Caran, controlled by Khadzhimurat, bought and sold fertilizers, and his younger brother Shamurat was apparently associated with the Delanore company, which sells products of the Turkmen chemical industry and petroleum products produced by state-owned enterprises of the oil and gas sector of Turkmenistan.

Although the company’s website says that it is “the leading exporter / importer of petroleum products in the Middle East and CIS countries,” it was created in strict secrecy.

The company was founded in the UK in 2015 by a citizen of the Seychelles, and its subsequent owners were clear “face values”.

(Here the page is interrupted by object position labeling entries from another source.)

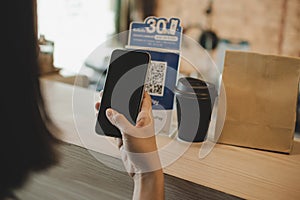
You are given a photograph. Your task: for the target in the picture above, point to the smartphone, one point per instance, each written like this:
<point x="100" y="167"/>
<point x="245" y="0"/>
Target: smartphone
<point x="123" y="88"/>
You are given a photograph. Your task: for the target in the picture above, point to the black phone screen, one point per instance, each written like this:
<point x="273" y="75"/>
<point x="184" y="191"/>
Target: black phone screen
<point x="123" y="88"/>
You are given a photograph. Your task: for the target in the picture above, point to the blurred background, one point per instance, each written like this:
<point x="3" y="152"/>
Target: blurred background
<point x="75" y="28"/>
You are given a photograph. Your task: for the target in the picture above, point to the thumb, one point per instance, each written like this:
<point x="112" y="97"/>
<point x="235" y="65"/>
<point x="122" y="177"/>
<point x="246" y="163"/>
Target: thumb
<point x="119" y="121"/>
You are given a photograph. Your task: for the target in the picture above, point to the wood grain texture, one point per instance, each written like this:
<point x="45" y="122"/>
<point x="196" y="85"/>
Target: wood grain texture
<point x="80" y="176"/>
<point x="242" y="172"/>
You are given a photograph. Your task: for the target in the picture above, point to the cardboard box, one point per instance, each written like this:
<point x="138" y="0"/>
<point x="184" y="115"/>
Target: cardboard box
<point x="261" y="95"/>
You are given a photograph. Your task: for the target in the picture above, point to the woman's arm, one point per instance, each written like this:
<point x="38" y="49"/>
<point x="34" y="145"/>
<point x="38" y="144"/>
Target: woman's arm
<point x="149" y="185"/>
<point x="139" y="151"/>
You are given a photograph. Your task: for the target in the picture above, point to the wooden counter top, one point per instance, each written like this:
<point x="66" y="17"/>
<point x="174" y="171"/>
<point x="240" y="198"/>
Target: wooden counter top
<point x="246" y="173"/>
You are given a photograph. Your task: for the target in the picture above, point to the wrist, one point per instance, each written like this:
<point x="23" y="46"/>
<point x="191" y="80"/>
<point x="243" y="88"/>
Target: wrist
<point x="149" y="185"/>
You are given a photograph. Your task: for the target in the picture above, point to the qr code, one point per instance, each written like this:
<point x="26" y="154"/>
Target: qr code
<point x="155" y="81"/>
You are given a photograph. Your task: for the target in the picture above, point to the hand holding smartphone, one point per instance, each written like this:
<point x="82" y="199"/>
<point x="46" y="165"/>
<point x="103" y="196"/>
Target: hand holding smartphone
<point x="123" y="89"/>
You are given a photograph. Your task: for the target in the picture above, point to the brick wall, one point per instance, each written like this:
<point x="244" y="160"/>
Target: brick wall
<point x="270" y="26"/>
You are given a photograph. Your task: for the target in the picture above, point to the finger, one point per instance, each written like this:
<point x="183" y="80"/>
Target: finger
<point x="119" y="121"/>
<point x="101" y="93"/>
<point x="147" y="103"/>
<point x="119" y="142"/>
<point x="97" y="105"/>
<point x="143" y="119"/>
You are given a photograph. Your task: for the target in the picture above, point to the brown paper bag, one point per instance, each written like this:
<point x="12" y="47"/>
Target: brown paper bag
<point x="261" y="95"/>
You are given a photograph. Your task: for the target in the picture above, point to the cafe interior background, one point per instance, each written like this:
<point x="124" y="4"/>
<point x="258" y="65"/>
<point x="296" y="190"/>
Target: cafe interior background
<point x="77" y="27"/>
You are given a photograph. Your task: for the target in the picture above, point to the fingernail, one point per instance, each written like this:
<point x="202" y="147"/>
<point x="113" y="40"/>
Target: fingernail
<point x="109" y="112"/>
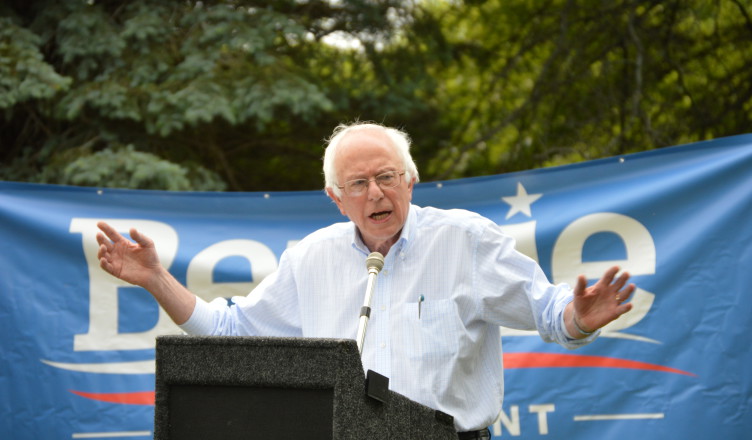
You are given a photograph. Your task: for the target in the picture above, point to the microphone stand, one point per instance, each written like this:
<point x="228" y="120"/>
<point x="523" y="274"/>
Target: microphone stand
<point x="374" y="263"/>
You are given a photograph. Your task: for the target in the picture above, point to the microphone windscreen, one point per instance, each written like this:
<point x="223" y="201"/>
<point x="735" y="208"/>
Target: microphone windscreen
<point x="375" y="260"/>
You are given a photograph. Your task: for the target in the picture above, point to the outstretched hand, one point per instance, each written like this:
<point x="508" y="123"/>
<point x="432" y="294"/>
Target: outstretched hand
<point x="603" y="302"/>
<point x="135" y="263"/>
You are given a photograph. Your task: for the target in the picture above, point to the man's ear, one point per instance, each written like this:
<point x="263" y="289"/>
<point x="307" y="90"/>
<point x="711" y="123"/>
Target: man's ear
<point x="337" y="200"/>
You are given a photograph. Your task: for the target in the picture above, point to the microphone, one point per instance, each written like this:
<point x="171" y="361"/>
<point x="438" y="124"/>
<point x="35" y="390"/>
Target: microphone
<point x="374" y="263"/>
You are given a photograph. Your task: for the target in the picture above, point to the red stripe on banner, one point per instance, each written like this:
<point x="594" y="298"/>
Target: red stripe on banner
<point x="134" y="398"/>
<point x="553" y="360"/>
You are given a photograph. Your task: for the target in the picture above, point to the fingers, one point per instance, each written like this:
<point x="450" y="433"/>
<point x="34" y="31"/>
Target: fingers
<point x="141" y="239"/>
<point x="579" y="289"/>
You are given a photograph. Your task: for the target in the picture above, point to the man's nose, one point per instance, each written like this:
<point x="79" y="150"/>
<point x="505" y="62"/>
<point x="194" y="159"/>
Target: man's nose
<point x="374" y="190"/>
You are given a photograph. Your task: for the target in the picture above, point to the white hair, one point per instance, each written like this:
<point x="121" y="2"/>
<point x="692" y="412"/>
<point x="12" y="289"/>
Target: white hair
<point x="400" y="142"/>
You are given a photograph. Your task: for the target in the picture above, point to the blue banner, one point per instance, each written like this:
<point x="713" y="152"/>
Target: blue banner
<point x="78" y="345"/>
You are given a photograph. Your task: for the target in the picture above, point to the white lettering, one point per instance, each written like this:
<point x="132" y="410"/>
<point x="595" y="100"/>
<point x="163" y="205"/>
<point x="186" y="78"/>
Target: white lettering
<point x="512" y="425"/>
<point x="640" y="260"/>
<point x="199" y="278"/>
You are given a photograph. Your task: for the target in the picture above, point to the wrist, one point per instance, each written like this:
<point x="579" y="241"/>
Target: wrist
<point x="579" y="326"/>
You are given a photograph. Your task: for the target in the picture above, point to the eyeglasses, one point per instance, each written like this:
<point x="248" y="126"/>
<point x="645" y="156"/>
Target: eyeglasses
<point x="356" y="187"/>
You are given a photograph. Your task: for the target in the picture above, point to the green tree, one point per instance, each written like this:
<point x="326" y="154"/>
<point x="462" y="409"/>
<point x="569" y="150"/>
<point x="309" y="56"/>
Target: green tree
<point x="237" y="95"/>
<point x="549" y="82"/>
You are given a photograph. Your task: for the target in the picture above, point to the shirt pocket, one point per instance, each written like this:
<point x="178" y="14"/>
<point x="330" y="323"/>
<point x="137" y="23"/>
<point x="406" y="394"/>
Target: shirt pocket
<point x="433" y="337"/>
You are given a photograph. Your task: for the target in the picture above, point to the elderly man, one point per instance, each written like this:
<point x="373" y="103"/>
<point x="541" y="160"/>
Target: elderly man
<point x="444" y="352"/>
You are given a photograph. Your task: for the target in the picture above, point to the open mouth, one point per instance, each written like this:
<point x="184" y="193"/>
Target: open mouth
<point x="380" y="215"/>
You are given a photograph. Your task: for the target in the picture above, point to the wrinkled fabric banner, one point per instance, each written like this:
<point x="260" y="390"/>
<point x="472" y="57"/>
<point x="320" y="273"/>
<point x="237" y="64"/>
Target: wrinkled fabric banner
<point x="78" y="345"/>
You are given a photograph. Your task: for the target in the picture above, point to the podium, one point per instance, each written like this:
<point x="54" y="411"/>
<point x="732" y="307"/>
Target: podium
<point x="232" y="388"/>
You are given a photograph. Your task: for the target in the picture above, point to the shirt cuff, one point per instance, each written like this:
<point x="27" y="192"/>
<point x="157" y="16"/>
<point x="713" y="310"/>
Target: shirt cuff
<point x="201" y="321"/>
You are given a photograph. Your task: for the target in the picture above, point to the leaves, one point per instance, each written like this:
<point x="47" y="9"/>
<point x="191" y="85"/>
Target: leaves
<point x="482" y="87"/>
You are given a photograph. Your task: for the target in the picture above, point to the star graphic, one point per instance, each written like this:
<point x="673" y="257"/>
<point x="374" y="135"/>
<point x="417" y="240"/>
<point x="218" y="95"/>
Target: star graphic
<point x="521" y="202"/>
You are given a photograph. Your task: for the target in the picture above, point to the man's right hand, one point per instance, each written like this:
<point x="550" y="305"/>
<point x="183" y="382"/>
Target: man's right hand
<point x="136" y="263"/>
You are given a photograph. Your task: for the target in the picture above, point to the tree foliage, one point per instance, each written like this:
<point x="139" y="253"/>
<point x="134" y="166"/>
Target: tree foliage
<point x="239" y="95"/>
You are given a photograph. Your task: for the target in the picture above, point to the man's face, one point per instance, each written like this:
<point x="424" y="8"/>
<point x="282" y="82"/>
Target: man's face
<point x="379" y="213"/>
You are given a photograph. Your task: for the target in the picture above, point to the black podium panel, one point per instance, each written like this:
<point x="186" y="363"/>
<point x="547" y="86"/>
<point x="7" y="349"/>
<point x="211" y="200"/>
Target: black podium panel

In publicly available documents, the name of Shamurat Rejepov was never mentioned in connection with this company. As in the case of Caran, even in the internal files of Delanore, which were at the disposal of journalists, the beneficial owners were non-public citizens of Turkmenistan, about whose activities nothing is known.

However, the Pandora’s Archive contained a signed and sealed power of attorney that the company issued to Shamurat Rejepov in February 2020 – the same document his brother received from Caran.

It is not known why Shamurat needed this document, which was valid for only eight months. However, at the end of this period, Delanore, apparently, began a new stage: Turkish citizen Asie Jeren Chap became the owner and director of the company.

Its appearance marked the expansion of the company: that year, another Delanore was opened in Turkey, which also belonged to Chap. The Delanore Group’s new website says the company supplies food, petroleum products and other goods. It also lists affiliated firms of the same name in the UAE, Turkmenistan and the UK.

Chap herself is not considered a well-known figure in business, however, when she got married, she ended up in the family of Muhammet Chap, a Turkish businessman whose construction company carried out government contracts in Turkmenistan in the 2000s.

Muhammet Chap started his business, performing construction government contracts in Turkmenistan under the first president of the country, Saparmurat Niyazov. The Turkmen leader died in 2006, but Chap’s company Sehil Inşaat Endustri ve Ticaret Ltd continued to receive multimillion-dollar contracts under Berdymukhamedov. In 2010, the businessman had to leave the country – as he himself said before the arbitration of the International Center for the Settlement of Investment Disputes, due to harassment by government officials and law enforcement officers.

According to the materials of the arbitration proceedings on the claim brought by Muhammet Chap to the government of Turkmenistan, the businessman and his children faced pressure and harassment. They were allegedly threatened with a ban on leaving the country.

It is not known whether Shamurat Rejepov was involved in the new, larger Delanore structure. Neither he nor Asia Jeren Chap spoke to reporters. Another woman from Turkmenistan, who is listed in the documents as a shareholder of the British Delanore, as well as her son, who has the status of a “person with significant control”, declined to comment. Delanore’s UK and Dubai offices could not be contacted.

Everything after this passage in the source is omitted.